Liana remained with Champinha, but no ransom demand was made to the family. On the third day, her father found out that she had traveled with her boyfriend and, under suspicion that the young people had gotten lost in the woods, called the Special Operations Command.(COE), which initiated a search. The camp site was discovered and, in addition to the tent, the students' clothes, Liana's wallet and cell phone were located. Antônio Caitano Silva, owner of the house where Champinha stayed with Liana, arrived with a friend, Agnaldo Pires. Champinha presented Liana as his girlfriend and offered the girl to his friends, and she was raped by Agnaldo Pires. Silva, Pires, Champinha and Liana went to the house of Antonio Matias de Barros (owner of the first house where she was kept) and they went fishing.

Late in the afternoon, a brother of Champinha went to Barros' house to look for his brother, since his mother was worried about his disappearance. Liana was once again presented as Champinha's girlfriend. As the police approached, Champinha decided to kill Liana, despite having told his friends that he would take the girl to the bus station. Liana was stabbed to death on November 5 in a densely forested area during the early hours of the morning. The bodies were found on November 10.

== Arrest and conviction of those responsible ==
Champinha and his accomplices were arrested days after the crimes. In July 2006, Antonio Caetano da Silva, Agnaldo Pires and Antônio Mathias de Barros were sentenced, respectively, to 124, 47 and 6 years in prison. In November 2007, Paulo César da Silva Marques, known as "Pernambuco", was sentenced to 110 years and 18 days in prison for the murder.

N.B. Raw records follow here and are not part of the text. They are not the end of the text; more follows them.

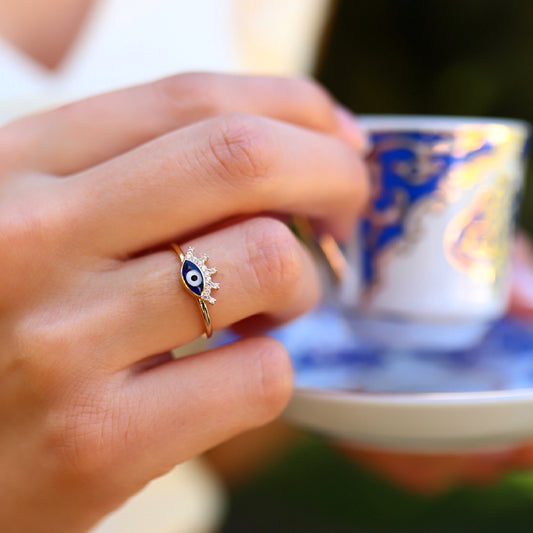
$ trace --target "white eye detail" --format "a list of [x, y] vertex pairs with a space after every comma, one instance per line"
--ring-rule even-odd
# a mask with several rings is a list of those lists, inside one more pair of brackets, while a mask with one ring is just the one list
[[196, 270], [189, 270], [185, 279], [191, 287], [199, 287], [202, 284], [202, 276]]

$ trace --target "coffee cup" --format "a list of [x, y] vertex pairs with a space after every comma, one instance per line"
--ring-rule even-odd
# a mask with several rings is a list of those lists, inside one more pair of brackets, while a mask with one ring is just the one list
[[460, 349], [501, 317], [529, 126], [362, 116], [371, 198], [347, 246], [341, 301], [356, 331], [398, 349]]

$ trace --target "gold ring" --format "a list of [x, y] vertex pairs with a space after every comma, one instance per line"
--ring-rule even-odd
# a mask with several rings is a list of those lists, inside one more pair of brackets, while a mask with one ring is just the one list
[[184, 254], [176, 243], [172, 243], [171, 246], [181, 262], [181, 281], [185, 289], [187, 289], [187, 292], [196, 299], [200, 306], [200, 312], [205, 325], [205, 334], [209, 338], [213, 334], [213, 326], [211, 325], [211, 317], [209, 316], [205, 302], [209, 302], [210, 304], [216, 302], [216, 299], [211, 296], [211, 290], [218, 289], [220, 285], [211, 281], [211, 275], [217, 269], [206, 266], [207, 255], [202, 255], [200, 258], [195, 257], [194, 248], [189, 247], [187, 253]]

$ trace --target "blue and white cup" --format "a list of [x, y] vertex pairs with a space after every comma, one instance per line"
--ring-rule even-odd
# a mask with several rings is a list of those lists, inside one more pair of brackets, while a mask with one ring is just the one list
[[371, 199], [348, 246], [342, 299], [365, 338], [464, 348], [501, 317], [529, 126], [517, 120], [362, 116]]

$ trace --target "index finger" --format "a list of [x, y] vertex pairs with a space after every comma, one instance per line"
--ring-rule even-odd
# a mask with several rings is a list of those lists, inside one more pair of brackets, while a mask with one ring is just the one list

He had been in prison since the time of the crime and was the last of the five involved to be tried.

=== Champinha ===
Considered the leader of the gang, Roberto Aparecido Alves Cardoso, known as "Champinha", was 16 years old at the time of the couple's murder and was interned in Unit 1 of the CASA Foundation (formerly Febem), in the Vila Maria Complex, in the North Zone of São Paulo. Paul. According to the Child and Adolescent Statute (ECA), he could have been interned for up to three years or at most until he turned 21 (article 121, paragraph 5). When he turned 21, however, the Public Ministry requested his civil interdiction based on Law 10.216/2001. A psychiatric report indicated that he has serious mental illnesses, such as antisocial personality disorder and mild intellectual disability, which may present risks to society.

Champinha was transferred to an Experimental Health Unit (UES), intended for the recovery of young offenders with mental disorders, where he remains to this day. Since then, his custody has become the responsibility of the São Paulo government. Champinha has already had requests for freedom denied by the Federal Supreme Court (STF), by the Superior Court of Justice (STJ) and by the Court of Justice of the State of São Paulo (TJ-SP).

On May 2, 2007, he ran away from Fundação Casa. The escape took place around 6 pm, when he escaped with at least one accomplice. Both climbed the seven meter high wall using a ladder. Recaptured 11 hours later, he was again admitted.

On December 17, 2007, a TV station filmed Champinha in a comfortable house, decorated to a high standard, with a sofa, 29-inch TV and five daily meals prepared by nutritionists. The video generated outrage and criticism of the government. The then-governor José Serra defended his situation, saying that he would be better off there than on the streets committing crimes. The Secretary of Justice of São Paulo also repudiated the press, saying that they wanted to morally lynch the State. Champinha would cost the State around 12,000 reais a month.